Aftersun, como todo el teatro de Rodrigo García, suscitó opiniones muy diversas y
encontradas. No se trata de volver ahora sobre la polémica -ver P. A. N° 285-, pero,
dentro de ella, recordar que para muchos, entre los que me encuentro, Aftersun no era,
simplemente, una obra insólita, en su estructura formal y en su lenguaje, cargados de
violencia, de provocación y de invenciones extraordinarias. La historia faetónica, con su
conclusión en una hamburguesería y el reparto final de hamburguesas entre los
espectadores, contenía, a lo largo de su curso, un profundo sentimiento de dolor, un
enfrentamiento con la civilización occidental -norteamericana o pro-norteamericana- de
nuestros días. Sólo que manifestada fuera del discurso explícito o de los sub-textos del
realismo, y valiéndose de una compulsión poética, de una fractura del orden lógico,
dándole al imaginario la máxima libertad.

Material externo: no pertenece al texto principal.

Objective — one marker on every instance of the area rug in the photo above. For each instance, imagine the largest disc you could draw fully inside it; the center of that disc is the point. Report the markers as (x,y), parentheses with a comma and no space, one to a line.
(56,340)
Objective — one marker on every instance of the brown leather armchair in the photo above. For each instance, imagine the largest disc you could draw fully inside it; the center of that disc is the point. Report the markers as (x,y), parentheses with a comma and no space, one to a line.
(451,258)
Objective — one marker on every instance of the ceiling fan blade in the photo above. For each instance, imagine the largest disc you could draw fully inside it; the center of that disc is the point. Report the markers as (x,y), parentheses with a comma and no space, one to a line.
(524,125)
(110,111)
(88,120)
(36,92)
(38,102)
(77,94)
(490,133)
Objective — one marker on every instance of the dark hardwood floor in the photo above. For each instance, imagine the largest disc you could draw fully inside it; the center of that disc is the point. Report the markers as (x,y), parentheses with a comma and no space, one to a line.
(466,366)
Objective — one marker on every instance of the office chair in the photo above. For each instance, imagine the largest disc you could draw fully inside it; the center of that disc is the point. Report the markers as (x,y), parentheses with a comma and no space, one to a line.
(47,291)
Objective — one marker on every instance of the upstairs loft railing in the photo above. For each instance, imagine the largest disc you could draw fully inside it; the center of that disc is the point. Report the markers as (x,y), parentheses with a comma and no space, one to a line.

Dado que Rodrigo García ejerce en la actualidad una enorme influencia sobre
muchos de nuestros autores, en especial los más jóvenes, sería bueno que se aceptara esta
condición trágica de su teatro, para no reducirlo, como, desgraciadamente se hace a
menudo, a una expresión meramente grosera, con desnudos gratuitos, un lenguaje
reiteradamente escatológico, una imaginación arbitraria y un espíritu de provocación
insolente y radical. De ser eso el teatro de Rodrigo García, de no vertebrar sus elementos
en un determinado pensamiento, en lo que él mismo no duda en calificar de compromiso
ideológico, la verdad es que no pasaría de ser un residuo del dadaísmo, de consecuencias
dudosas en la legión de quienes andan hoy detrás de sus pasos.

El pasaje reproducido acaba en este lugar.